E é verdade que eles não trazem
propostas finais e unificadas, mas
essa é a idéia, essa é a força do fórum: não ser uma campanha de
uma organização. De maneira
ampla, sabe-se que eles buscam
alternativas para a globalização
-desde que mantenham as discussões e a busca dessas alternativas num formato bastante aberto.
Várias propostas específicas
também surgem ali. Não se trata
de um grande programa, mas de
várias pequenas coisas.
Folha - É possível explicar por que
o fórum foi criado? A que necessidade ele respondia?
Glasius - A razão, em termos políticos, foi o cansaço com o modo
como se dava a globalização. Mas
o modo como o fórum cresceu,
aquilo em que ele se tornou, de
certa forma foi um enorme acidente. As pessoas que se reuniram
para criá-lo pensaram na verdade
numa grande conferência intelectual de esquerda de tipo tradicional. O que eles talvez não esperassem era que esses milhares de pessoas aparecessem e começassem a
fazer política de sua própria maneira. Não foi organizado de cima
para baixo, mas, se não foi totalmente espontâneo, ao menos o foi
em grande medida.
E isso não tem a ver exclusivamente com o cansaço com a globalização, mas é também fruto do
cansaço com as formas tradicionais de esquerda de fazer política.
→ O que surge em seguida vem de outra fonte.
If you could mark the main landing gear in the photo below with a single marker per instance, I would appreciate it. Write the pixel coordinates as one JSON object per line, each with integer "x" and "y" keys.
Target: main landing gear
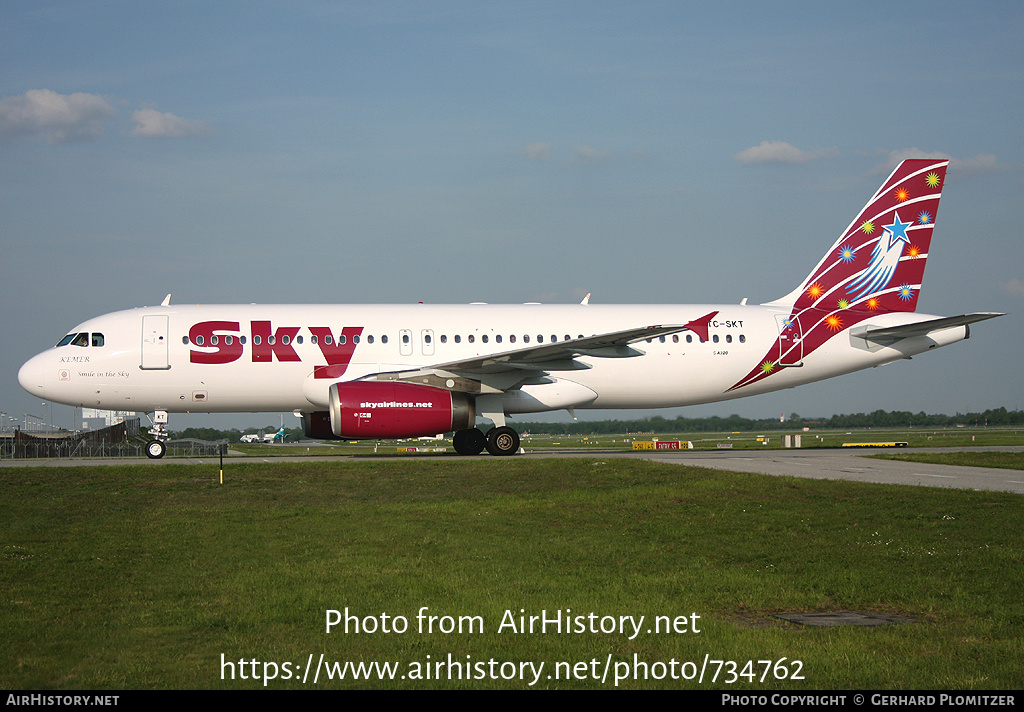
{"x": 499, "y": 441}
{"x": 156, "y": 449}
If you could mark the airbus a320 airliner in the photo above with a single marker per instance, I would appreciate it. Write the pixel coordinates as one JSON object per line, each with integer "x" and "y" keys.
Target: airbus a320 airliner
{"x": 370, "y": 372}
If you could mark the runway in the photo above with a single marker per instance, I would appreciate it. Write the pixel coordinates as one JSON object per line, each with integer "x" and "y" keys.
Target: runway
{"x": 812, "y": 463}
{"x": 838, "y": 464}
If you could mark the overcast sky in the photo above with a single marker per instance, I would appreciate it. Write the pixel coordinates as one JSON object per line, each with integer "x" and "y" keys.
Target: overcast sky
{"x": 505, "y": 152}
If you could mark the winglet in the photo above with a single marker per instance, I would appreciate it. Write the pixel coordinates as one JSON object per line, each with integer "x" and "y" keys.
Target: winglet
{"x": 699, "y": 326}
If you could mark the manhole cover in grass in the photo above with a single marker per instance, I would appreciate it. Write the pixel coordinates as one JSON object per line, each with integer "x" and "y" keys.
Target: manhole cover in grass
{"x": 844, "y": 618}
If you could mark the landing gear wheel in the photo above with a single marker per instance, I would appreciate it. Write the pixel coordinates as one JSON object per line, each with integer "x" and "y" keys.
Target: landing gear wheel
{"x": 469, "y": 442}
{"x": 503, "y": 441}
{"x": 155, "y": 450}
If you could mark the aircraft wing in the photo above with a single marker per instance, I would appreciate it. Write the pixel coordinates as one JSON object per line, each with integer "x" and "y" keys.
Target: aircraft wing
{"x": 495, "y": 372}
{"x": 891, "y": 334}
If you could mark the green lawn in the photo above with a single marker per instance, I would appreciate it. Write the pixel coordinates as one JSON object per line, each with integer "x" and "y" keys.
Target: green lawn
{"x": 144, "y": 577}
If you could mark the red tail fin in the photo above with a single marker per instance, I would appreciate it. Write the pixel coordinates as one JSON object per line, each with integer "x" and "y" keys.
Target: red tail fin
{"x": 879, "y": 261}
{"x": 876, "y": 266}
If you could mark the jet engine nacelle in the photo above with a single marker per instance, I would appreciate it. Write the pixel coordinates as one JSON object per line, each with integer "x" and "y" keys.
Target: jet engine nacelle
{"x": 371, "y": 410}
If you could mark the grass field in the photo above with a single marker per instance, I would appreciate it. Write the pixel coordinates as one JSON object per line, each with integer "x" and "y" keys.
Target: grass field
{"x": 143, "y": 577}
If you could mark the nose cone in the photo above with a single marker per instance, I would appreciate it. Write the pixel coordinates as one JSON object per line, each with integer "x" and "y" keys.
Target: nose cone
{"x": 31, "y": 376}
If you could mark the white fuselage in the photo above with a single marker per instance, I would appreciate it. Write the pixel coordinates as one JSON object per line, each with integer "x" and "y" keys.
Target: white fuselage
{"x": 155, "y": 359}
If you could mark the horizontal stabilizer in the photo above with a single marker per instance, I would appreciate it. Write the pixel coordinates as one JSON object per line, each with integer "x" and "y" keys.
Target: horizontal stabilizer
{"x": 906, "y": 331}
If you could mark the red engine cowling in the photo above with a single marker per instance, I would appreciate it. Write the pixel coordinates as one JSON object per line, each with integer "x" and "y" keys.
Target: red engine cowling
{"x": 371, "y": 410}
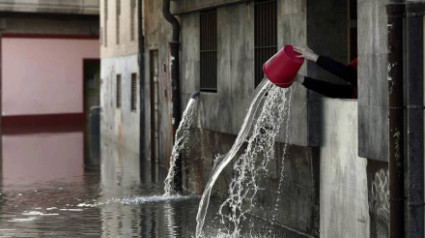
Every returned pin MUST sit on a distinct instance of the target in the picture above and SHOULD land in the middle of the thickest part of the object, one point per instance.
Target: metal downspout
(141, 83)
(174, 45)
(415, 118)
(395, 12)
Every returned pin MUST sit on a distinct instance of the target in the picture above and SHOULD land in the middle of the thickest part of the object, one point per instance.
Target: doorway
(91, 77)
(154, 99)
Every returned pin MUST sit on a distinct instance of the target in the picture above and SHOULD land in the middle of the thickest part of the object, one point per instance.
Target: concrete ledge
(89, 7)
(187, 6)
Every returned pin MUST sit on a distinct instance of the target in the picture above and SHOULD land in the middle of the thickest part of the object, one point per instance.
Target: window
(265, 35)
(105, 28)
(118, 8)
(208, 34)
(132, 20)
(118, 90)
(133, 92)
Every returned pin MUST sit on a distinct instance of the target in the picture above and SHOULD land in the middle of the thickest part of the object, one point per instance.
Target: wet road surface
(48, 189)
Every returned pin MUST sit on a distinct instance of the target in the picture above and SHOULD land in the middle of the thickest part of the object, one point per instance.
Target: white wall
(120, 124)
(344, 209)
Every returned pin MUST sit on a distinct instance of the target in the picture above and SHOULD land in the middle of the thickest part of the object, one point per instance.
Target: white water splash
(181, 139)
(260, 144)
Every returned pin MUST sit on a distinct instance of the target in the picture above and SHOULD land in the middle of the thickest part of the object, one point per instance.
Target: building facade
(120, 72)
(336, 166)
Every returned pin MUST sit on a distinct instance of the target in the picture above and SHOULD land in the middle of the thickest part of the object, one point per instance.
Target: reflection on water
(47, 191)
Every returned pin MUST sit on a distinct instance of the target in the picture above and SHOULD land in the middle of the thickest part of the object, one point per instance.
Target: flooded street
(48, 189)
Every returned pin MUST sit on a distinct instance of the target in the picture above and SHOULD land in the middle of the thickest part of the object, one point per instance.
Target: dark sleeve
(346, 72)
(329, 89)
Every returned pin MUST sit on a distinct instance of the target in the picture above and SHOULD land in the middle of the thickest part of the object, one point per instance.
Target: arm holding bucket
(346, 72)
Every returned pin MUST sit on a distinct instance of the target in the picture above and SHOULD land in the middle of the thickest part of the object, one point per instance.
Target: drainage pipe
(395, 12)
(142, 123)
(174, 45)
(415, 118)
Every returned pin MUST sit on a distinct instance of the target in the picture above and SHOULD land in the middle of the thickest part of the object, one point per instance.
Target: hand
(306, 53)
(195, 94)
(299, 78)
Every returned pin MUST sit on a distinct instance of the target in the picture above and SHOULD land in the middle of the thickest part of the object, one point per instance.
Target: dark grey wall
(185, 6)
(327, 35)
(372, 76)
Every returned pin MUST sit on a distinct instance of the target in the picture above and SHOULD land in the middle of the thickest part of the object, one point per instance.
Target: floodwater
(49, 189)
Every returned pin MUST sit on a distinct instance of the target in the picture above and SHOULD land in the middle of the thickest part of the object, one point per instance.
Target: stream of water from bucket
(181, 139)
(258, 133)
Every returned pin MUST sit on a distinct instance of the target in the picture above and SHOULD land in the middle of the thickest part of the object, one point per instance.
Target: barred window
(118, 14)
(118, 90)
(132, 19)
(265, 31)
(105, 28)
(208, 34)
(133, 92)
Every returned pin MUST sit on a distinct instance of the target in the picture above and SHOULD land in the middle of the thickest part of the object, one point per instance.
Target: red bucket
(282, 68)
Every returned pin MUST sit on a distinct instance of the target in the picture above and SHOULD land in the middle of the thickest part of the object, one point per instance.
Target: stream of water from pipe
(269, 109)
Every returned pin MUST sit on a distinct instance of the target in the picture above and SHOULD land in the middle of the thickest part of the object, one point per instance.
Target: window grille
(118, 90)
(265, 35)
(208, 50)
(133, 92)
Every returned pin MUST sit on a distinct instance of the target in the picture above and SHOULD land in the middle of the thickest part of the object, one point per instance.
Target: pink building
(42, 76)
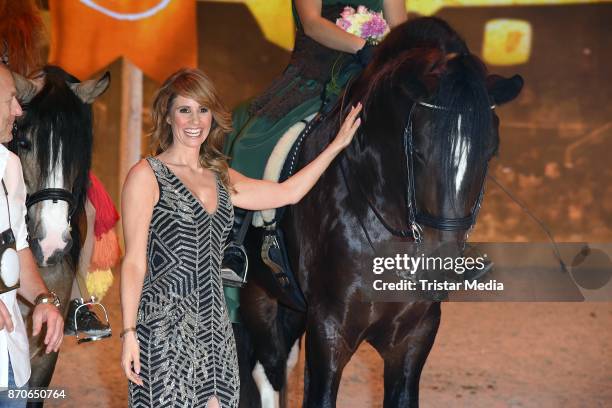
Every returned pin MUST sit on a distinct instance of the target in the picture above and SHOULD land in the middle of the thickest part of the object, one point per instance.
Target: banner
(158, 36)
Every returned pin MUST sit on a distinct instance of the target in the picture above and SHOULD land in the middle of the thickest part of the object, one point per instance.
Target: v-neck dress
(187, 348)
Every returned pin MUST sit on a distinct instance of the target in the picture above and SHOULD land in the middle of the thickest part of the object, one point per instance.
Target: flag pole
(130, 148)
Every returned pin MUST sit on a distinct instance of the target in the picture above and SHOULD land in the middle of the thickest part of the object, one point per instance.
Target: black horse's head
(429, 131)
(54, 142)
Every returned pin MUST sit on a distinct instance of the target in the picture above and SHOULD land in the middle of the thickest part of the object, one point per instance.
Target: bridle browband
(55, 195)
(417, 219)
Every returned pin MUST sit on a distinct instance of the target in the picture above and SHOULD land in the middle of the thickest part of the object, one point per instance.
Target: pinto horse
(53, 140)
(415, 171)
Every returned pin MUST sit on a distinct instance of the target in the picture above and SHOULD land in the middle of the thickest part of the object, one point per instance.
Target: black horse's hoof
(86, 321)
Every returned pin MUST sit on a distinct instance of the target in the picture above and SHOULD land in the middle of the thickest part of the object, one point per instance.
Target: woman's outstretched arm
(253, 194)
(137, 200)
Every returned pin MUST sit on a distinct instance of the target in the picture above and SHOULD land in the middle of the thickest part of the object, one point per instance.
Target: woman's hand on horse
(131, 355)
(50, 314)
(5, 318)
(349, 127)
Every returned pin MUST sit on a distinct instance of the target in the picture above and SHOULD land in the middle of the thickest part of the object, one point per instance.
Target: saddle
(273, 252)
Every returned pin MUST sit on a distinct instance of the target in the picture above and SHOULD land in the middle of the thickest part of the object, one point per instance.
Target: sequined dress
(187, 349)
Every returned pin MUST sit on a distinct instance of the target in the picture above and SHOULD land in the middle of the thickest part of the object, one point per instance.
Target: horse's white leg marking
(54, 216)
(294, 354)
(269, 397)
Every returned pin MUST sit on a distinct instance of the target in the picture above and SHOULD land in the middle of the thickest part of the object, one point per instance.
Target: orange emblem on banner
(158, 36)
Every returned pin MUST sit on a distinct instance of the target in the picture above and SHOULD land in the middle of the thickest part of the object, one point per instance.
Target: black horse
(415, 170)
(54, 140)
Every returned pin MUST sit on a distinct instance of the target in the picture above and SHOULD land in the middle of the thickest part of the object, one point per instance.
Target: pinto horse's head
(54, 143)
(430, 129)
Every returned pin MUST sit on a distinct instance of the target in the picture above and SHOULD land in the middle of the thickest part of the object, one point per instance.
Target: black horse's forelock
(432, 64)
(57, 111)
(462, 91)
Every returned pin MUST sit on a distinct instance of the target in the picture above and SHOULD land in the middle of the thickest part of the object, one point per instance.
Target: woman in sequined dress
(178, 344)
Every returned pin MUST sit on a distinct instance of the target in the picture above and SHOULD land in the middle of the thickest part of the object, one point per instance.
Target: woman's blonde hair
(193, 84)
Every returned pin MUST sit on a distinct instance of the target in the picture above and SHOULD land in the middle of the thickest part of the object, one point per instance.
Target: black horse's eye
(418, 155)
(24, 144)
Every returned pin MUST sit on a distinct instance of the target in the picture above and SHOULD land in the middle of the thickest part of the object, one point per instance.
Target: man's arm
(30, 286)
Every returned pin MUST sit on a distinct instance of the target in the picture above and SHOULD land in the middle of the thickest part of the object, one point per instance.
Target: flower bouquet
(364, 23)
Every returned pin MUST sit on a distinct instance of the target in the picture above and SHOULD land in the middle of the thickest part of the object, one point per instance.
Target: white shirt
(14, 344)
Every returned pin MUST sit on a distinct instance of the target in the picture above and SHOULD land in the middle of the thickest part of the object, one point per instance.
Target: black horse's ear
(502, 90)
(89, 90)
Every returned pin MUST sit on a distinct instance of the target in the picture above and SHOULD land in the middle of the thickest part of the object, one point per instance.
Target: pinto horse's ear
(89, 90)
(27, 88)
(503, 90)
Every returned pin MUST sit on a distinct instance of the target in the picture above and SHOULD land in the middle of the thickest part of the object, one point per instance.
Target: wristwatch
(49, 298)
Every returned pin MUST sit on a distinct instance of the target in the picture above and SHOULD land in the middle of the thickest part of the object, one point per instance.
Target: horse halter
(55, 195)
(417, 219)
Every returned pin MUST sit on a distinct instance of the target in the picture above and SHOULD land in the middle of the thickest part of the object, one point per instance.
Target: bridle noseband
(416, 218)
(55, 195)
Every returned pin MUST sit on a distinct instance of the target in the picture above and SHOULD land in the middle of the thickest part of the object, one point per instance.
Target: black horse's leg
(249, 395)
(259, 314)
(405, 357)
(328, 350)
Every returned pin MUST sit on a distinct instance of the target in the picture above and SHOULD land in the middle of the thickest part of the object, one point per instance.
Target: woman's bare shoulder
(140, 178)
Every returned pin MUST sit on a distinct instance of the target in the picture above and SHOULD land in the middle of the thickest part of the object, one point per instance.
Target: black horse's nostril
(55, 258)
(36, 250)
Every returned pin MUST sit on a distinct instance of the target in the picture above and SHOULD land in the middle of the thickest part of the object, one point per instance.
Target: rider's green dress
(315, 74)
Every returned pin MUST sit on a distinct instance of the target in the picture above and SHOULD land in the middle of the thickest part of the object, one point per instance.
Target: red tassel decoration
(106, 213)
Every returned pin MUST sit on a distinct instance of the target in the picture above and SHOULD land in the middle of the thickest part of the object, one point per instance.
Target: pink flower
(348, 11)
(342, 23)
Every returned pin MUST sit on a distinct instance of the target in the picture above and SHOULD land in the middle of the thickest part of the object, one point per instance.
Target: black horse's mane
(57, 110)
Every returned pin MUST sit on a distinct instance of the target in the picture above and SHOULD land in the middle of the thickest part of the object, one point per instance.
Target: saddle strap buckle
(270, 242)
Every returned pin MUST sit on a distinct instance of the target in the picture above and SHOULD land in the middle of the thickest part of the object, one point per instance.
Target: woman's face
(190, 122)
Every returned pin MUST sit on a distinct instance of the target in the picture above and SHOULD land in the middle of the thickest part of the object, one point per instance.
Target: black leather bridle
(55, 195)
(416, 219)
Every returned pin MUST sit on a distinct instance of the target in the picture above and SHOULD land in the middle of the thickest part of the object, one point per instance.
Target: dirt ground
(485, 355)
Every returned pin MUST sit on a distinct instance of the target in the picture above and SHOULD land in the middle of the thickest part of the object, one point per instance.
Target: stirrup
(81, 335)
(235, 266)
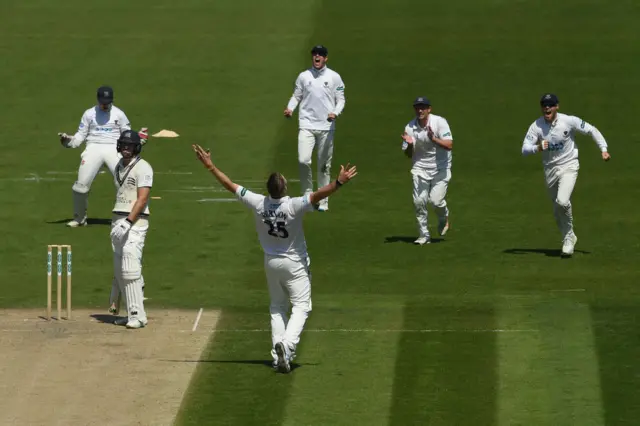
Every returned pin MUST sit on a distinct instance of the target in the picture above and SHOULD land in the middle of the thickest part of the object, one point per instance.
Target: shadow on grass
(105, 318)
(90, 221)
(262, 362)
(546, 252)
(408, 240)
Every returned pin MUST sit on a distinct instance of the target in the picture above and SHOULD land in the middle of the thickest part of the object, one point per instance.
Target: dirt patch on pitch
(88, 372)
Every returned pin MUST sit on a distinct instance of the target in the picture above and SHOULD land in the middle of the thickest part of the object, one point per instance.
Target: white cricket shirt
(561, 137)
(428, 157)
(138, 174)
(278, 222)
(100, 127)
(319, 93)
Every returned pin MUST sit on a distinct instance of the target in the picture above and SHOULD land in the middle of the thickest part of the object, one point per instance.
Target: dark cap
(130, 136)
(320, 50)
(421, 100)
(549, 99)
(105, 95)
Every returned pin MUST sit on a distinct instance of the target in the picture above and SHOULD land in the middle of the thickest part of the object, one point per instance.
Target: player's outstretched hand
(407, 138)
(347, 173)
(120, 230)
(203, 155)
(64, 139)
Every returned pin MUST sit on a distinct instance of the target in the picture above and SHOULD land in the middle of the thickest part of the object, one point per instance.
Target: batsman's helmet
(130, 137)
(549, 99)
(105, 95)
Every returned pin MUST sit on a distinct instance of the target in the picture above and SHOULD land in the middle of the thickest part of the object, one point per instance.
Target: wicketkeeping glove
(120, 230)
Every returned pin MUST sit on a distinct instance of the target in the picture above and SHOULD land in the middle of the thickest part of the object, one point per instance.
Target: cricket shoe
(136, 323)
(75, 224)
(422, 241)
(121, 321)
(443, 226)
(283, 365)
(569, 244)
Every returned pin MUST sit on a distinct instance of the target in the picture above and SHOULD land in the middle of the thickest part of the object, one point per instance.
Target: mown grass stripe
(550, 377)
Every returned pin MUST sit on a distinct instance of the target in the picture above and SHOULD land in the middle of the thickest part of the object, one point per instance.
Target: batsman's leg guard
(420, 199)
(135, 303)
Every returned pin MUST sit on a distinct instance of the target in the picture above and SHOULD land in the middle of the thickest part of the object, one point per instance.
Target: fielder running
(427, 140)
(279, 224)
(553, 134)
(320, 93)
(133, 178)
(100, 127)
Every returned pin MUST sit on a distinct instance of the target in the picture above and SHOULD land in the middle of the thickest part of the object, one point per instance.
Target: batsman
(133, 178)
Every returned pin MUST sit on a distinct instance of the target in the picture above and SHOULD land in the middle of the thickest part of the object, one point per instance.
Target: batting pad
(135, 304)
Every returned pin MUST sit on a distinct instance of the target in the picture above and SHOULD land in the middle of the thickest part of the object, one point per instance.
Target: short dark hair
(276, 185)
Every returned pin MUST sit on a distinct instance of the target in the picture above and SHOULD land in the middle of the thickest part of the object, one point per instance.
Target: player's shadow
(90, 221)
(262, 362)
(546, 252)
(408, 240)
(105, 318)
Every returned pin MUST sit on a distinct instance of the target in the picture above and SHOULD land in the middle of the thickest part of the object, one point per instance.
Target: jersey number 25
(277, 229)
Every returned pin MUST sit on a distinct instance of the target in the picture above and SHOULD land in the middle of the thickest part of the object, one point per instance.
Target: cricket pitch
(87, 371)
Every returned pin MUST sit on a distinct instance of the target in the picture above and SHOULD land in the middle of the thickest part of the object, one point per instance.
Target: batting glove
(120, 230)
(144, 135)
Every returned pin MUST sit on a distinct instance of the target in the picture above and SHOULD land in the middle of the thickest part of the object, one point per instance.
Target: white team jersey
(561, 137)
(128, 179)
(429, 157)
(279, 222)
(101, 127)
(319, 92)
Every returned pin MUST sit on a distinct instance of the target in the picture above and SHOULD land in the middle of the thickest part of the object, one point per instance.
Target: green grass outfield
(485, 328)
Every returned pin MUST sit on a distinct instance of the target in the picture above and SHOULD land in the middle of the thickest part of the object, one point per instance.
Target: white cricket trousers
(289, 282)
(127, 267)
(430, 190)
(91, 160)
(309, 139)
(560, 183)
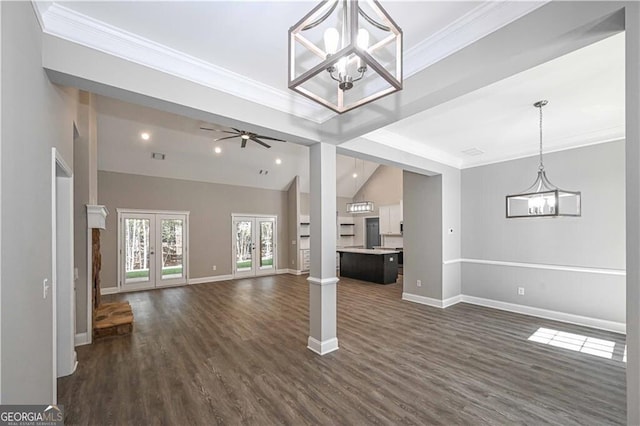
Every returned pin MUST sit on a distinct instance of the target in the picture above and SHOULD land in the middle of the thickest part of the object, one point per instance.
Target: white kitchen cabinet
(390, 218)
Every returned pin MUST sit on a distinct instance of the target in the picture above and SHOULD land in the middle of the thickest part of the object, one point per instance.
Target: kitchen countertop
(366, 251)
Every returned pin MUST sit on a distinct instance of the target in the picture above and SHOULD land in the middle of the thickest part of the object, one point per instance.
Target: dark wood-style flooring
(234, 352)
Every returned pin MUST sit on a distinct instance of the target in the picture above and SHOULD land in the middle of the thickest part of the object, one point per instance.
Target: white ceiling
(189, 152)
(240, 48)
(585, 90)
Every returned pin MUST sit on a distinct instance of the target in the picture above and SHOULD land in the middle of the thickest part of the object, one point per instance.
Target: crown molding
(412, 146)
(68, 24)
(65, 23)
(469, 28)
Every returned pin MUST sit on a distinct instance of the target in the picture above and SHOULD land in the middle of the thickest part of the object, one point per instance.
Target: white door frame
(158, 214)
(62, 277)
(256, 270)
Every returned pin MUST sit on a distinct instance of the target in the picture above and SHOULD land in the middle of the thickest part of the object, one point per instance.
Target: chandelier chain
(541, 166)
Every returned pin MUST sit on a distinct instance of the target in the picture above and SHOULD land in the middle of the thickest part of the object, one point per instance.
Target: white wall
(36, 116)
(595, 240)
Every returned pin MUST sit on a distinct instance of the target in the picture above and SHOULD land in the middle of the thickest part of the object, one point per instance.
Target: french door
(153, 249)
(254, 245)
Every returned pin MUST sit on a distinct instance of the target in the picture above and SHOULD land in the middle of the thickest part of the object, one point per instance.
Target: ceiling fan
(244, 135)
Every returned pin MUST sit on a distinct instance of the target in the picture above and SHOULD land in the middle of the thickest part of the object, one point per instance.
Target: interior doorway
(153, 249)
(372, 232)
(63, 285)
(254, 245)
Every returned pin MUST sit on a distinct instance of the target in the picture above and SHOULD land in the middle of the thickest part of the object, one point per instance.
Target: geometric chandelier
(345, 53)
(543, 199)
Folha - A sra. crê que o fórum continuará a ter, no futuro, a mesma
importância que lhe tem sido atribuída nesses primeiros anos?
Glasius - É possível. Porque não
se trata apenas do fórum, mas sim
de reuniões que em todo o mundo as pessoas começaram a fazer,
em seus próprios fóruns sociais
locais. Esse é um processo que
ainda está crescendo na Europa e
na América Latina.
Folha - Como a sra. vê a realização do fórum em Caracas? Existe algum risco de que se transforme
num grande evento pró-Chávez?
Glasius - Essa é uma grande
preocupação minha. Fico impressionada ao conversar com brasileiros, e latino-americanos em geral, que são bastante críticos de
seus próprios líderes de esquerda,
mas que seguem Chávez de maneira quase servil. Creio que é razoável ter o bolivarianismo na
pauta de discussões, mas esse deveria ser um debate crítico, e não
uma peça de propaganda pró-Chávez. E me preocupa o fato de
que possa se tornar isso.
Não acredito em nenhum tipo
de censura por parte de Chávez,
mas creio que os próprios ativistas poderiam se auto-censurar.
Espero de fato que haja algum debate crítico sobre o governo Chávez. Mas não sei se isso chegará a
acontecer. O fórum deveria ser
exatamente uma crítica e uma rejeição à obediência a líderes.
Folha - Qual é o apelo de Chávez?
Por que ele poderia reverter isso
que a sra. considera a principal característica do fórum?
Glasius - Tem a ver com a esquerda latino-americana. Que,
em grande medida, é bastante interessante em suas noções de participação da sociedade civil, mas
também tem uma tradição de líderes populistas. Há uma espécie
de nostalgia por grandes líderes.
Talvez não creiam mais em Fidel
Castro, mas admiram Chávez.
Folha - Por quê? É mais fácil assim?
Glasius - Sim, creio que sim. As
pessoas se sentem sempre reconfortadas por grandes líderes.
Além disso, é preciso considerar o
momento em que vivemos no
mundo, em que Chávez parece
ser o único que abertamente desafia George W. Bush e o imperialismo. Isso é sempre bem popular.